Дошли молча до остановки.
— Я вас провожу, — предложила Валенька, видя, что старуха намеревается идти пешком.
— Да-да, — рассеянно согласилась Вероника Платоновна, — спасибо, деточка… Валенька, дорогая. Спасибо.
Спасибо свекрови, замечательная была женщина. Если бы не она, неизвестно, как бы всё сложилось. Она сказала: ну чего ты на него обижаешься всё время? Глупо обижаться на мужчину. Ты запомни: они — другие. Запомни и не обижайся никогда.

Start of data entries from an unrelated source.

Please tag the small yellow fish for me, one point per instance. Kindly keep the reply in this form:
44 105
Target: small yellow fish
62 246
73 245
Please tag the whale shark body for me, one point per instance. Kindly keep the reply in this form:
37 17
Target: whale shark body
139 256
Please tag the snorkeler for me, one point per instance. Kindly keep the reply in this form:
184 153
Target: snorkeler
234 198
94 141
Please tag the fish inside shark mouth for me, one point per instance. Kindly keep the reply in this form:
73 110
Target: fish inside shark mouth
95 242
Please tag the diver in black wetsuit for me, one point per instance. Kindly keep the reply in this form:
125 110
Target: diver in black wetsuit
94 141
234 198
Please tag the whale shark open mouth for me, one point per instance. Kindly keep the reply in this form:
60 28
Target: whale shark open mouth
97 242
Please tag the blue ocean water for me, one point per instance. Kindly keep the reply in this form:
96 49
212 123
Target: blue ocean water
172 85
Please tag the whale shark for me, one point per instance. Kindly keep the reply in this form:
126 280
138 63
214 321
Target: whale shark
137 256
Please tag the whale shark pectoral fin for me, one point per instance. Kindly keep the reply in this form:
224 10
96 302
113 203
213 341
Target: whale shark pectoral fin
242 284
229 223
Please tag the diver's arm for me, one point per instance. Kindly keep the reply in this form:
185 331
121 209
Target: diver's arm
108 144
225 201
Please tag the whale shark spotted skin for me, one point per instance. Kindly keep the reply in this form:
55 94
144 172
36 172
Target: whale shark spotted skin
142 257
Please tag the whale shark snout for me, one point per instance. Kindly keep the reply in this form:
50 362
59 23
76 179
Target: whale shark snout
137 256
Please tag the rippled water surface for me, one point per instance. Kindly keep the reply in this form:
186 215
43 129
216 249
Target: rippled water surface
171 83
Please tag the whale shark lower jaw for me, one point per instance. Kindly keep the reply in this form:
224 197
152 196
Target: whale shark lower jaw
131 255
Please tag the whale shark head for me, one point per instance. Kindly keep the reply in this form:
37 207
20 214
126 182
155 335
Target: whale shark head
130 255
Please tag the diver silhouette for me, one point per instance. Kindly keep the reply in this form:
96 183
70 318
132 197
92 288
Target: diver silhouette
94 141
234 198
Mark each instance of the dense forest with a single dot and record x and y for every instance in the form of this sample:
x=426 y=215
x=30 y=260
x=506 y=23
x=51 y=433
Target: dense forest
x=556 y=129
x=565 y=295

Это был совсем уж дурацкий случай. Гораздо более дурацкий, чем тот, будущий, когда пьяный Андрей Николаевич пришёл домой в трусах наизнанку. Как-то вечером, это было сорок восемь лет назад, Вероника Платоновна обняла Андрея Николаевича, поцеловала его и сказала, что он, Андрей Николаевич, очень ею, Вероникой Платоновной, любим. И в момент, когда она, умирая от нежности, посмотрела в его глаза, Андрей Николаевич нечаянно пустил ветры. А, сделав это, смутился, но не нашел ничего лучшего, чем рассмеяться. Вероника Платоновна заплакала, ушла в ванную и плакала там, запершись, а Андрей Николаевич тёрся возле двери и утешал виновато, и просил прощения, говоря, что совершенно случайно вышла у него эта глупость, и называл Веронику Платоновну ласковыми словами, а потом, потеряв терпение, сказал «ну дура, прости меня Господи», и ушёл на кухню ставить чайник — Вероника Платоновна слышала из ванной, как он там набирает воду.